Dass seine Mühen nicht umsonst sind, zeige sich auch dadurch, dass er immer mal wieder Nachfragen von Usern erhalte. „Damit habe ich dann schon etwas erreicht.“ Viele Nachfragen bekommt auch Ulrich. Der Stabsfeldwebel ist als „Alexander Ulrich Invictus Games“ auf Instagram unterwegs. Er ist stolz darauf, ein Repräsentant der Invictus Games sein zu dürfen und steht mit Gesicht und Namen dazu. Seine Diagnose steht in seinem öffentlichen Profil: PTBSPosttraumatische Belastungsstörung und Schädelbasistumor. Seine Disziplinen bei den Spielen 2022: Indoorrudern, Diskus werfen und Liegerad. Die Teilnahme an den Spielen sieht er als „eine Wertschätzung für uns, unseren Willen, unsere Disziplin und dafür, wie jeder Einzelne an sich gearbeitet hat“. 

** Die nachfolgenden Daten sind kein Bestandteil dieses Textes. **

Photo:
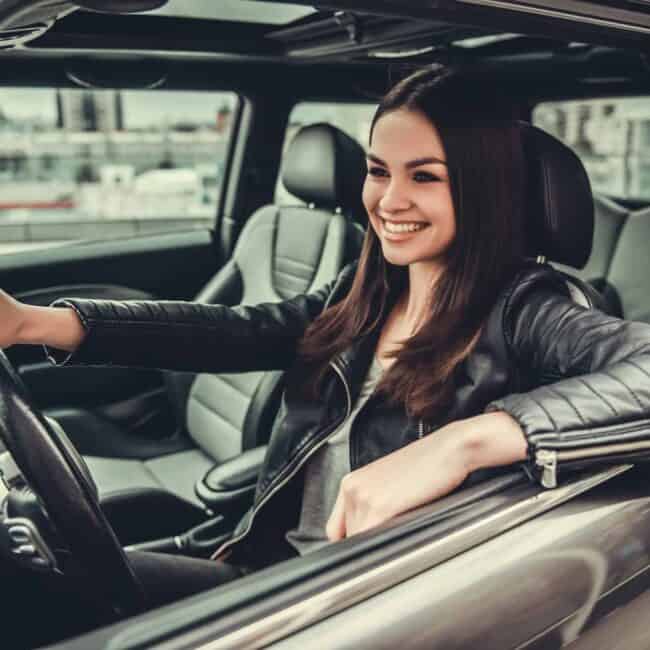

Die Erfolge, die er und seine Kameraden durch die Sporttherapie erzielt haben, möchte er „medial nach außen tragen“. So will er zeigen, „dass Menschen in der Bundeswehr, die erkrankt sind oder Probleme haben, aber nicht wissen, was auf sie zukommt, verschiedene Möglichkeiten der Hilfe und Unterstützung haben“. Dazu gehören unter anderem die Sporttherapie, die Sportmedizin und die psychologische Betreuung. Auf Instagram teilt er Beiträge rund um die Spiele, zeigt den Weg dorthin und die Vorbereitung. Wie auch Vocko wolle er informieren, aufklären und ins Gespräch kommen. Zudem legt er einen Schwerpunkt auf das Thema Inklusion. „Menschen mit einer körperlichen Behinderung sind einfach anders“, sagt Ulrich, der an seinem Standort zur Schwerbehindertenvertretung gehört. 

Darüber zu reden, hilft

Seine Posts richten sich in erster Linie an Familie und Freunde. Die Hashtags seien mit Bedacht gewählt, um so den Adressatenkreis einzugrenzen. Sorge vor Anfeindungen und negativen Beiträgen habe er aber nicht. „Das kann immer passieren, dass jemand einen unangemessenen Kommentar schreibt. Aber das regelt sich in der Community von selbst, die anderen Follower halten dagegen.“

Negative Erfahrungen auf Instagram hat auch Carsten Stephan bisher nicht gemacht. Der Oberstleutnant ist auf der Plattform unter „Carsten Berthold Stephan“ zu finden. Sein erster Beitrag stammt aus dem April 2021: ein Bild zeigt eine Medaille der Invictus Games. Darunter schreibt Stephan: „Verknüpft mit vielen Höhen und Tiefen eines Jahres.“ Und auf den Weg zu den Spielen in Den Haag nimmt der Ruderer und Schwimmer seine Follower mit. Er teilt seine Laufstrecken, Impressionen vom Training, aus dem Schwimmbad und gelegentlich gibt er auch private Einblicke. „Es findet nicht alles auf dem Rudergerät statt, es geht auch mal um Entspannung.“ Wie seine Kameraden will auch er für das Thema Einsatzschädigung und Invictus Games sensibilisieren. Einen strikten Plan verfolge er in den sozialen Medien aber nicht. „Ich mache das nach Lust und Laune. Es ist auch davon abhängig, wie ich mich fühle. Manchmal ist es auch wochenlang still, weil es mir nicht gutgeht.“

Für alle drei ist die offene Kommunikation auch eine Art der Therapie. „Es ist gut, darüber zu reden, sich auszutauschen. Das hilft“, sind sie sich einig. Und sie hoffen, durch ihren Beitrag etwas dazu beitragen zu können, das gesamte Thema mehr in die Öffentlichkeit zu bringen und Verständnis auch für seelisch Verwundete zu fördern. Ihr Wunsch: „Wenn es Fragen gibt, dann einfach fragen, in den Dialog treten.“

In Den Haag werden alle ihre Handys dabeihaben. Welche Posts es gibt und welche Eindrücke sie mit der Community teilen werden, können sie noch nicht sagen und auch nichts versprechen. „Es werden viele Eindrücke auf uns einprasseln. Es wird bestimmt was kommen, aber was, das sehen wir dann.“ Bis zu den Spielen dürfen wir uns aber bestimmt noch auf einige Beiträge von ihnen freuen.


*Der Soldat möchte aus persönlichen Gründen nur beim Spitznamen genannt werden.